Failing tests were added to t_filesys.e in svn:3664.
Details
1. Comment by jimcbrown
Oct 30, 2010
This appears to be a bug in hash(), demonstrated by this example program:
atom jx = 2514801793
sequence data = "itial_direc"
jx = hash(jx, data) ? jx
jx = hash(jx, data) ? jx
jx = hash(jx, data) ? jx
jx = hash(jx, data) ? jx
2. Comment by jimcbrown
Oct 30, 2010
I changed checksum() not to use hash() in svn:3691. This works around the bug, but hash() itself still needs to be fixed. Leaving this bug open until hash() is fixed (and then we can revert filesys.e ...)
3. Comment by DerekParnell
Oct 30, 2010
That example is not a bug because each time you call hash(), you are supplying it with a different hashing key, so the result is different for each call.
What were you expecting?
4. Comment by jimcbrown
Oct 30, 2010
I was NOT expecting to see this:
first run $ eui example.e 1763789629 1404177190 1379719974 1398610726
second run $ eui example.e 1763789629 1182927653 1192870693 1189561125
third run $ eui example.e 1763789629 3759278887 3760266023 3774716711
fourth run $ eui example.e 1763789629 1074924326 1101183782 1104395046
Why does the result of hash() change each time on the second call? The input is identical.
5. Comment by DerekParnell
Oct 30, 2010
When I run this I get ...
c:\temp>eui hasher
1763789629
2620525367
2619396919
2626900791
c:\temp>eui hasher
1763789629
2620525367
2619396919
2626900791
c:\temp>eui hasher
1763789629
2620525367
2619396919
2626900791
c:\temp>eui hasher
1763789629
2620525367
2619396919
2626900791
But there is a problem with hash().
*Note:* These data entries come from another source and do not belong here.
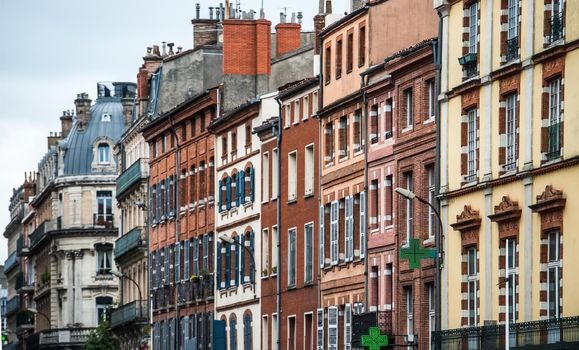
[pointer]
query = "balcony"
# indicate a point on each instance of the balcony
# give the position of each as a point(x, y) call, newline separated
point(137, 171)
point(11, 262)
point(12, 305)
point(556, 28)
point(512, 49)
point(22, 247)
point(127, 243)
point(134, 313)
point(557, 333)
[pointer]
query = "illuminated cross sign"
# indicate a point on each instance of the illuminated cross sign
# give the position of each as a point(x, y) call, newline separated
point(414, 253)
point(374, 340)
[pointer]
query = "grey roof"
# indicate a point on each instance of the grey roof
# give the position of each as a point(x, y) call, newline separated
point(79, 144)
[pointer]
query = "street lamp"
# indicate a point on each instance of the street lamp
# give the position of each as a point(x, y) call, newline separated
point(228, 240)
point(123, 275)
point(409, 195)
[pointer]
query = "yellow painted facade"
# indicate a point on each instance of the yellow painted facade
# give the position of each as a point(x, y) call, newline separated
point(532, 173)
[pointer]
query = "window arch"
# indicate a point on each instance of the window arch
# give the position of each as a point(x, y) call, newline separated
point(104, 153)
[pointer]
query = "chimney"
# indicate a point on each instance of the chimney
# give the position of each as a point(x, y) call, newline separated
point(66, 123)
point(246, 47)
point(287, 37)
point(82, 104)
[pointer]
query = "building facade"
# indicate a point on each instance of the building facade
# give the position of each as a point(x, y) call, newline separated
point(507, 185)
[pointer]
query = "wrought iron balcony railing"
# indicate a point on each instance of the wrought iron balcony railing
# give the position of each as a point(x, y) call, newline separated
point(512, 49)
point(128, 242)
point(137, 171)
point(131, 313)
point(557, 333)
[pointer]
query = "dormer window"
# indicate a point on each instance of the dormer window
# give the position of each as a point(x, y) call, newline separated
point(104, 153)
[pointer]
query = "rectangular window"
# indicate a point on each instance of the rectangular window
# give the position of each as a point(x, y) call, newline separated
point(344, 144)
point(309, 170)
point(274, 176)
point(292, 175)
point(361, 46)
point(553, 274)
point(358, 136)
point(329, 142)
point(554, 132)
point(409, 207)
point(511, 127)
point(472, 284)
point(431, 197)
point(472, 132)
point(339, 49)
point(409, 109)
point(265, 177)
point(309, 253)
point(328, 64)
point(350, 54)
point(473, 28)
point(291, 259)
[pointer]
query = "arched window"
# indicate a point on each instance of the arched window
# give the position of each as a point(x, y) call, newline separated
point(104, 153)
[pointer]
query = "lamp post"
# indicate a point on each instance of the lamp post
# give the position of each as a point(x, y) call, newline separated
point(409, 195)
point(228, 240)
point(123, 275)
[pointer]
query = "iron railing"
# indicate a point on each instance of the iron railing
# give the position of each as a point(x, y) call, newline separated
point(133, 312)
point(126, 243)
point(560, 333)
point(556, 27)
point(512, 49)
point(137, 171)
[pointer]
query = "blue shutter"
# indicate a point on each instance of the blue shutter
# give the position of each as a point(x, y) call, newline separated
point(251, 267)
point(218, 269)
point(251, 184)
point(228, 193)
point(220, 201)
point(227, 265)
point(237, 261)
point(186, 273)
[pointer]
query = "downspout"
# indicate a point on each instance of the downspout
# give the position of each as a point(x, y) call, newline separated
point(437, 52)
point(278, 204)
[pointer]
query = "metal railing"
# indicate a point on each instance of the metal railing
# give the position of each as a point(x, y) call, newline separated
point(126, 243)
point(512, 49)
point(135, 311)
point(133, 174)
point(562, 333)
point(556, 27)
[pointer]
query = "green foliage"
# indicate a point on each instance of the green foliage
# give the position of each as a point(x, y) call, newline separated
point(101, 339)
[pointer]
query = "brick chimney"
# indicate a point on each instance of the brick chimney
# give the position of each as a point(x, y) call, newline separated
point(246, 47)
point(82, 104)
point(287, 37)
point(66, 123)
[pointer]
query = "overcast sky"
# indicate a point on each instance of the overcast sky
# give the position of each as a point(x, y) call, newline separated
point(52, 50)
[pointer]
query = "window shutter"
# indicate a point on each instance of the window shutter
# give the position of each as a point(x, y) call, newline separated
point(320, 323)
point(227, 265)
point(348, 327)
point(321, 237)
point(228, 194)
point(251, 184)
point(332, 328)
point(334, 232)
point(220, 197)
point(218, 269)
point(177, 262)
point(362, 224)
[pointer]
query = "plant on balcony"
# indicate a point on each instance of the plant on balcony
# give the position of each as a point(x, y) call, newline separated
point(101, 339)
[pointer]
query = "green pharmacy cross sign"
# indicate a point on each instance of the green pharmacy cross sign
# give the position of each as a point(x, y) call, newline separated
point(414, 253)
point(374, 340)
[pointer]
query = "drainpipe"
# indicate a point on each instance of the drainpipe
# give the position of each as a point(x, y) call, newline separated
point(437, 52)
point(278, 281)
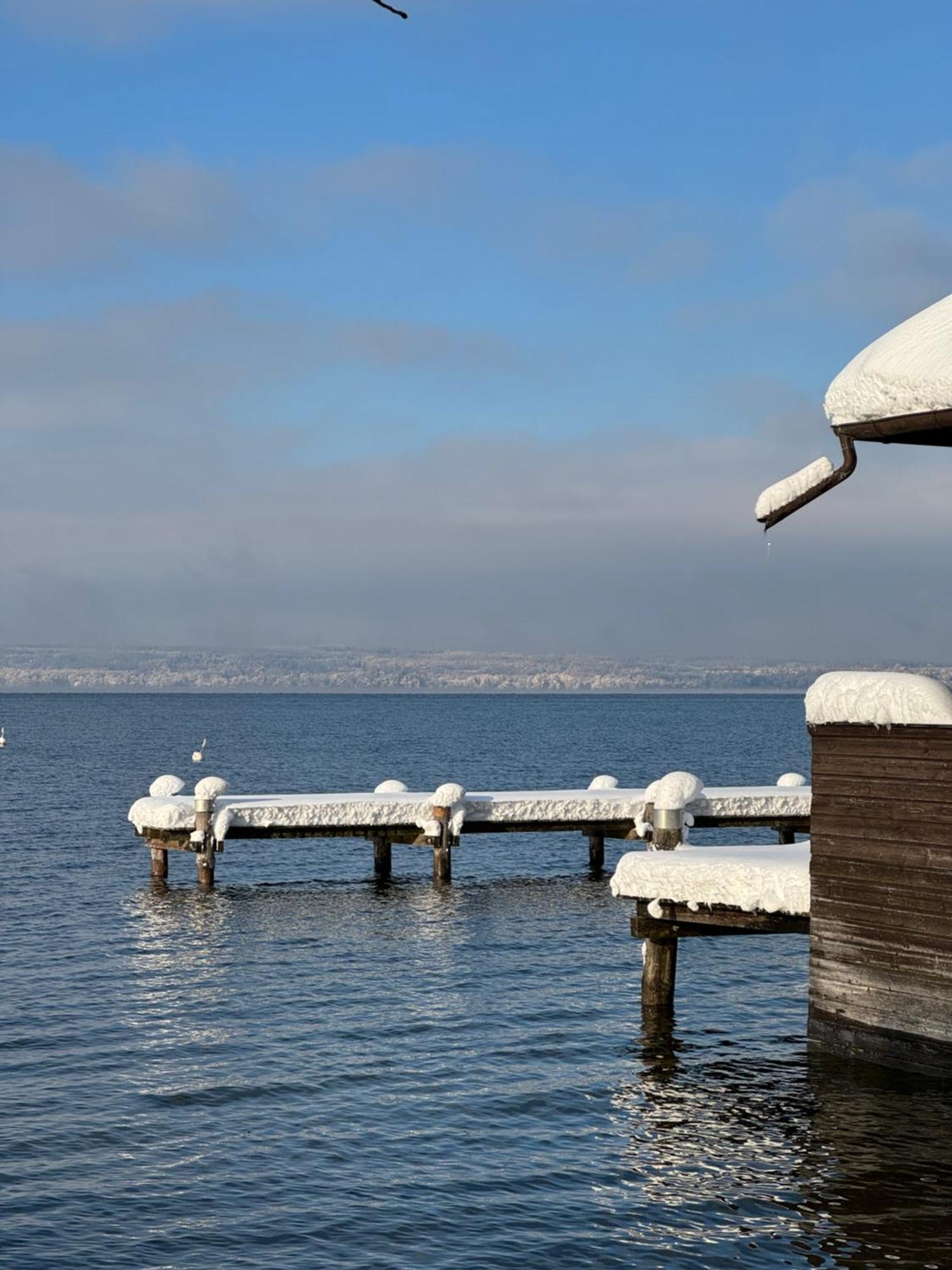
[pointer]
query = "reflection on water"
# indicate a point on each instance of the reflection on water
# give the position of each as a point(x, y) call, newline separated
point(837, 1164)
point(309, 1069)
Still looking into it.
6. Comment by jimcbrown
Oct 30, 2010
Ok, let me fix up the formatting...
I was NOT expecting to see this:
-- first run
$ eui example.e
1763789629
1404177190
1379719974
1398610726
--second run
$ eui example.e
1763789629
1182927653
1192870693
1189561125
--third run
$ eui example.e
1763789629
3759278887
3760266023
3774716711
--fourth run
$ eui example.e
1763789629
1074924326
1101183782
1104395046
Why does the result of hash() change each time on the second call? The input is identical.
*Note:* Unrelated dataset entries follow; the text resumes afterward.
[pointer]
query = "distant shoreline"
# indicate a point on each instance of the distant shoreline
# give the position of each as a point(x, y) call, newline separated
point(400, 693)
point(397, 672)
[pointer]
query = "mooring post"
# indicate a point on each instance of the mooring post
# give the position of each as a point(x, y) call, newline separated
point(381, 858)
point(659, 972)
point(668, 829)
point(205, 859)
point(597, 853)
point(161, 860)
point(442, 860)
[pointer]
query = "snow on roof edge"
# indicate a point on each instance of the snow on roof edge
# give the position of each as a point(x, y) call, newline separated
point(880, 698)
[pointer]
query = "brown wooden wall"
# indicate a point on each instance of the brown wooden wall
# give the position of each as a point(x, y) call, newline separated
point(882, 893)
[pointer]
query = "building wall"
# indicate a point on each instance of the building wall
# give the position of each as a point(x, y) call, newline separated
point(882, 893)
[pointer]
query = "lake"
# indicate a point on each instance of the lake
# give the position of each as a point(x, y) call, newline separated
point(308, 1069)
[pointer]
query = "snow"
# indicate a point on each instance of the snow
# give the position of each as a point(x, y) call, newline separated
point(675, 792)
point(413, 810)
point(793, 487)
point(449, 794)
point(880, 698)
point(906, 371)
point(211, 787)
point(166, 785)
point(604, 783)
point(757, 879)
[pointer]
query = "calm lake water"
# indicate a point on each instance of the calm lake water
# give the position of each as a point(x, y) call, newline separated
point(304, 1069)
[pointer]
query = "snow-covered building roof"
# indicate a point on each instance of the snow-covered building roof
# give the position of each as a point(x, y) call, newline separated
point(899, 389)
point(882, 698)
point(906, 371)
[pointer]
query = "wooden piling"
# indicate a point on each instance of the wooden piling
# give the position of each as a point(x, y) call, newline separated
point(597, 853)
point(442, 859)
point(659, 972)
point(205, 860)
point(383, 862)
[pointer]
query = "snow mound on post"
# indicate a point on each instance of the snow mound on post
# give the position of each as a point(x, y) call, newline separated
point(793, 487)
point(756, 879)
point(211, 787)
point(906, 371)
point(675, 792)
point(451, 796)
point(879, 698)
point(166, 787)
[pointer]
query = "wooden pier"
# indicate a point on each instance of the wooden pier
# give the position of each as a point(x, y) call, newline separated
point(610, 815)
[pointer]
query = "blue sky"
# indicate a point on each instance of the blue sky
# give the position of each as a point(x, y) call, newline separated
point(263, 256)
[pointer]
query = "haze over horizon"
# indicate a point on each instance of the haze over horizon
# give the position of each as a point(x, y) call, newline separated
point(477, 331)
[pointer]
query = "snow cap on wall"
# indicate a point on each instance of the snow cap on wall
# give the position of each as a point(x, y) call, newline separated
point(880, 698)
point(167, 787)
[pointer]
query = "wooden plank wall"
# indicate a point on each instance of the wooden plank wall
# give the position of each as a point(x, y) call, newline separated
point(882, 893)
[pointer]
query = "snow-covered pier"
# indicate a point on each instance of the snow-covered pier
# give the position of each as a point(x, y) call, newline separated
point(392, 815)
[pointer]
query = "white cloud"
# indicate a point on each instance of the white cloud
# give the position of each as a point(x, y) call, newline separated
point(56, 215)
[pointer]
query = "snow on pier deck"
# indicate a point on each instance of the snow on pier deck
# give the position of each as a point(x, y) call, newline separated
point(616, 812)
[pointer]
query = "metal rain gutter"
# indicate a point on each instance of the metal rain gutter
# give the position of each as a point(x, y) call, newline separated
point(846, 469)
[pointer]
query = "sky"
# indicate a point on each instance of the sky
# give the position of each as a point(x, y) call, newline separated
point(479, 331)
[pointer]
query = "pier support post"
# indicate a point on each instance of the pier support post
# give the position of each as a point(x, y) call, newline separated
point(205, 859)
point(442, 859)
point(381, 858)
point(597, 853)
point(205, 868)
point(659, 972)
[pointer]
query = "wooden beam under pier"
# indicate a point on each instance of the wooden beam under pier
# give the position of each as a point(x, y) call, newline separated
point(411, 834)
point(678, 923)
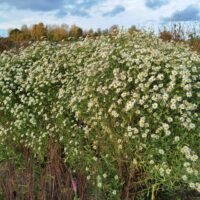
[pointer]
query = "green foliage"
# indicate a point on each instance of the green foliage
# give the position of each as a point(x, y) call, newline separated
point(123, 107)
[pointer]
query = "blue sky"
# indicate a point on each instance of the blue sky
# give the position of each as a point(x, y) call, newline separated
point(97, 13)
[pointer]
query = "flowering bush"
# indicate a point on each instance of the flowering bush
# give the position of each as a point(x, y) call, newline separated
point(123, 107)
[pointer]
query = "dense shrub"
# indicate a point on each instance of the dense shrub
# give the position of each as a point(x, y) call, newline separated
point(123, 107)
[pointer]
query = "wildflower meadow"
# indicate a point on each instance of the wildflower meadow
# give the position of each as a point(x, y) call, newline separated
point(121, 112)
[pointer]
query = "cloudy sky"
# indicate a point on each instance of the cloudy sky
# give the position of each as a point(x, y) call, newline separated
point(97, 13)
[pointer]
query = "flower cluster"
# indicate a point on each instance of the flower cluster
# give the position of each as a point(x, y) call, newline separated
point(108, 102)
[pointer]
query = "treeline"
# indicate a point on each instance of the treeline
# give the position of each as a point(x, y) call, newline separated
point(20, 37)
point(41, 31)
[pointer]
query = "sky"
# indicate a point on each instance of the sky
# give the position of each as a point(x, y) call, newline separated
point(97, 13)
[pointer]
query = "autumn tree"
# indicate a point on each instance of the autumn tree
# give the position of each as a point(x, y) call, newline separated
point(15, 35)
point(38, 31)
point(58, 33)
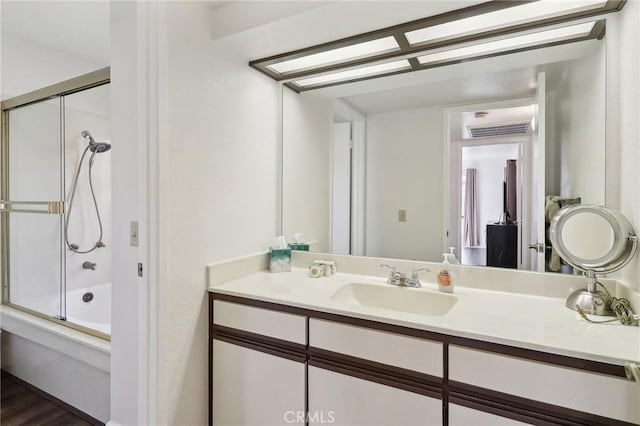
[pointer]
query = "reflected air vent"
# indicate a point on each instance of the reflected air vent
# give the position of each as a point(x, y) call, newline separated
point(498, 130)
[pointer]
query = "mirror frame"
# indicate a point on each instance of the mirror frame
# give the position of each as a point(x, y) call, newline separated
point(624, 243)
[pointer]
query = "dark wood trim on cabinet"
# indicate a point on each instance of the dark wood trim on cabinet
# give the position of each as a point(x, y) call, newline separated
point(544, 357)
point(260, 346)
point(376, 377)
point(497, 402)
point(530, 354)
point(266, 340)
point(347, 361)
point(501, 411)
point(210, 367)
7. Comment by DerekParnell
Oct 30, 2010
Because there's a bug in hash()
But you see that when I ran your example, the output was consistent. However, other tests I've done just now do show different outputs for the same input and as you say, that is not right.
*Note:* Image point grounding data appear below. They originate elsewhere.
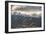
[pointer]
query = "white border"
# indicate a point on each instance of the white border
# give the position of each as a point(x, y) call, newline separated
point(24, 29)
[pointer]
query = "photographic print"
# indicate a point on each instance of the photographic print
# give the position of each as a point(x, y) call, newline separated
point(25, 16)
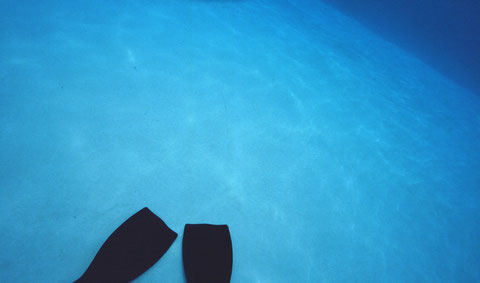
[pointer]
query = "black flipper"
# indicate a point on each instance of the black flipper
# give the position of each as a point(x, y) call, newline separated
point(131, 249)
point(207, 253)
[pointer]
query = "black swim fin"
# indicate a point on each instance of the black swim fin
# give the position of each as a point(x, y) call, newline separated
point(130, 250)
point(207, 253)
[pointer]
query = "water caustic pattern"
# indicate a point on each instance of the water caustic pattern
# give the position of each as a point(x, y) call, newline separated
point(332, 155)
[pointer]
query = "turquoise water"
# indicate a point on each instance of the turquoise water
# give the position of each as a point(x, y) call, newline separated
point(333, 155)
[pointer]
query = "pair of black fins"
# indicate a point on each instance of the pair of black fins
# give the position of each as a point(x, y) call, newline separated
point(144, 238)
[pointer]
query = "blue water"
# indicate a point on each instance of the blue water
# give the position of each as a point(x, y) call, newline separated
point(332, 154)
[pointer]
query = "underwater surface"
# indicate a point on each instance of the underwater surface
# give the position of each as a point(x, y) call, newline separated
point(332, 154)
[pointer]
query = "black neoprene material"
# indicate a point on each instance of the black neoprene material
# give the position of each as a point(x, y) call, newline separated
point(130, 250)
point(207, 253)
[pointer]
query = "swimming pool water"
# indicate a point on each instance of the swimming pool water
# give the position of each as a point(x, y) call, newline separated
point(333, 155)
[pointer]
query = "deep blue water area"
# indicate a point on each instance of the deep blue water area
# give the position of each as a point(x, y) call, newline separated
point(334, 151)
point(445, 34)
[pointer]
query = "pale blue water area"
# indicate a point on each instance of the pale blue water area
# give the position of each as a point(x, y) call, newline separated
point(333, 155)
8. Comment by DerekParnell
Oct 30, 2010
The bug is actually in the parser or backend. The problem happens when assigning the output from a function to one of the parameters to that function call.
eg. jx = func(jx)
In some circumstances, the returned value is not assigned correctly, or the something like that.
The fix for this ticket will be a workaround in filesys.e:checksum() to avoid this type of construct, but another ticket has to be created for the underlying issue.
9. Comment by jimcbrown
Oct 30, 2010
Confirmed. New filesys.e passes all tests.